A second option — politically more palatable — is to have a “zero-rated” duty on tractors. Manufacturers of “zero-rated” goods are entitled to claim full refund of duties and taxes paid on inputs.
This is as opposed to “exempted” goods, where input tax credit cannot be availed even if the end-product is not taxed. For the industry, however, “zero-rating” is the least desired option.
“Claiming refund from government would mean waiting for a minimum of six months, besides endless paper work towards submitting claims. In the meantime, there will be huge liquidity and working capital pressures, as zero-rating also mandates us to immediately reduce prices in line with the GST’s anti-profiteering provisions. The industry wants neither zero-rating nor exemption. A 12% GST on tractors, which will allow set offs against input taxes through the normal process, is all what we desire,” said the source.

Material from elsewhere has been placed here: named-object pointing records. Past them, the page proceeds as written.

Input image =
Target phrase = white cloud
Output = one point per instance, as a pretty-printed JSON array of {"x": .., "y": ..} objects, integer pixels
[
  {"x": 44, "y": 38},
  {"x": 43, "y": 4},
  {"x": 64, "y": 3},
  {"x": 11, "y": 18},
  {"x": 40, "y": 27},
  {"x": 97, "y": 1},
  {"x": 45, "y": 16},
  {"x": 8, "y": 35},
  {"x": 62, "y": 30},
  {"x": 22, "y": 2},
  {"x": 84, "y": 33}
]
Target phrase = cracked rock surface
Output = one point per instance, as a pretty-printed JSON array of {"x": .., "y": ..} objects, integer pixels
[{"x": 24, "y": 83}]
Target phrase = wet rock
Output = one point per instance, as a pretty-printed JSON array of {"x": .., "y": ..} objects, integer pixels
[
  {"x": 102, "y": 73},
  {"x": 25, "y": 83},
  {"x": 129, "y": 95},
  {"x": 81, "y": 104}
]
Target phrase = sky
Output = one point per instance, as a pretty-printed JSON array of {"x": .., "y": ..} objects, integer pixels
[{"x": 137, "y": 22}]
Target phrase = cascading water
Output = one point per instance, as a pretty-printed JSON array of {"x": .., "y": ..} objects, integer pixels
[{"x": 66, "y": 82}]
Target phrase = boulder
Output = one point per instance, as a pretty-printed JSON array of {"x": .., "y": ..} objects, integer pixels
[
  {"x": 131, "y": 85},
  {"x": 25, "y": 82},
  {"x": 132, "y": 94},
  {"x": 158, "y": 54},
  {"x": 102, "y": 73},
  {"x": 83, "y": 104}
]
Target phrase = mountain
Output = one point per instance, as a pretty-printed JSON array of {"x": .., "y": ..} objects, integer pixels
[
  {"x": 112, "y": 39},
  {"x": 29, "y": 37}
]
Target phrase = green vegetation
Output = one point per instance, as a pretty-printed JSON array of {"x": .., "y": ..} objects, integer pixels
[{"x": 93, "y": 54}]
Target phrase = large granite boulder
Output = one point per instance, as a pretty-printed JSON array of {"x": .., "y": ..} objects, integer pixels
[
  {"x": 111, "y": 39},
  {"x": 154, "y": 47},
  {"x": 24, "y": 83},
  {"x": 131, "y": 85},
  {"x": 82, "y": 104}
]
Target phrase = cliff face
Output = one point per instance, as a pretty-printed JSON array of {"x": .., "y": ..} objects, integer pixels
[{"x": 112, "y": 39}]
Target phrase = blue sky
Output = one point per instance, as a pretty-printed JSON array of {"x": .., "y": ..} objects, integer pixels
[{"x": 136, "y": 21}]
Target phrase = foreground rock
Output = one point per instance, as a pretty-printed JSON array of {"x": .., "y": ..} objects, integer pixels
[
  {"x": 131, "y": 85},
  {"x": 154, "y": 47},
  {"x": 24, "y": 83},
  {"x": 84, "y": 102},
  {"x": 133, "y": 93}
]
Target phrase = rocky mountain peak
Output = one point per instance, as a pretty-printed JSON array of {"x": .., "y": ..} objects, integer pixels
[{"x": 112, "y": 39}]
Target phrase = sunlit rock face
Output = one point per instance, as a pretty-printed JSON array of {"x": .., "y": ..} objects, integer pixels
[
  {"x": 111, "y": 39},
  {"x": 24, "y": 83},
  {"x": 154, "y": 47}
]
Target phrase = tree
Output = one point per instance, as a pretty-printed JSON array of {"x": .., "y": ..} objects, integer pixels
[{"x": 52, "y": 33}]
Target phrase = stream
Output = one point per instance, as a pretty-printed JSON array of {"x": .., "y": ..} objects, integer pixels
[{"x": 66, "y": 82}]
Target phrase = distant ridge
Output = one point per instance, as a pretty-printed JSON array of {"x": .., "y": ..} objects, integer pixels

Tractor manufacturers saw their domestic sales boom during the UPA regime from 2004-05 to 2013-14, trebling from under two lakh to 6.3 lakh-plus units.
Sales collapsed in the first two years of the current government to well below 5 lakh units, due to a combination of low crop prices and consecutive droughts.
In 2016- 17, there was a recovery of sorts, with sales crossing 5.8 lakh units.
“Last year, sales were flat in the South, where it didn’t rain much, and also partly impacted by de-monetisation. But North, West and Central India registered a rebound on the back of a good monsoon and bumper crop production. This year should hopefully be better. If the Met Department’s prediction of a normal monsoon comes right, we could look forward to record sales,” said TR Kesavan, president and chief operating officer of the Chennai-based Tractors and Farm Equipment Limited, the country’s second largest tractor maker after Mahindra & Mahindra.
A fix on GST will, of course, only help.